Pushing Sensitivity and Specificity Limits in Native Structural Biology: ¹⁹ F Multinuclear Dynamic Nuclear Polarization with Magic Angle Spinning

Understanding protein structures and their interactions within natural cellular environments is essential for deciphering cellular processes and advancing therapeutic development. Obtaining atomic-level information about protein structural changes in cellular contexts poses a significant challenge.

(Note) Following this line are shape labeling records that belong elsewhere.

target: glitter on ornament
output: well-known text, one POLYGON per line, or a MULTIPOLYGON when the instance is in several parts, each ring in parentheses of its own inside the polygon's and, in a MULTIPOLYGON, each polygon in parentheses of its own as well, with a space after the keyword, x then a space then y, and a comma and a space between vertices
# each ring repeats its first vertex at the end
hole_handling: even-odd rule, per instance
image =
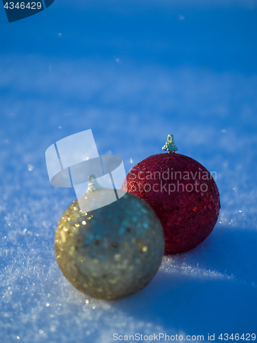
POLYGON ((123 187, 151 206, 164 228, 165 254, 176 254, 195 248, 210 235, 220 200, 215 181, 203 165, 167 147, 169 153, 136 165, 123 187))
MULTIPOLYGON (((111 191, 97 189, 86 196, 95 202, 111 191), (96 192, 101 196, 95 197, 96 192)), ((79 211, 76 200, 58 223, 55 249, 74 287, 95 298, 118 299, 154 276, 164 250, 163 229, 151 206, 133 194, 88 213, 79 211)))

Here, we introduce a ¹⁹ F-based, ¹ H-assisted dynamic nuclear polarization (DNP) magic angle spinning (MAS) NMR approach that offers exceptionally high sensitivity and specificity, enabling background-free detection of target proteins in mammalian cells for atomic-level structural analysis. We demonstrate this methodology in A2780 cells for the human Cyclophilin A (CypA) protein with a single fluorine atom incorporated in the sole tryptophan residue. We achieved significant sensitivity gains through ¹ H- ¹⁹ F cross-polarization (CP), with subsequent ¹⁹ F- ¹³ C double CP providing unique structural information. Remarkably, using ¹ H- ¹⁹ F ¹³ C magnetization transfer allowed selective detection of ¹³ C signals from CypA residues up to 6 Å away from the fluorine label. Taken together, our study establishes a framework for investigating protein structure, dynamics, and interactions in mammalian cells by DNP MAS NMR.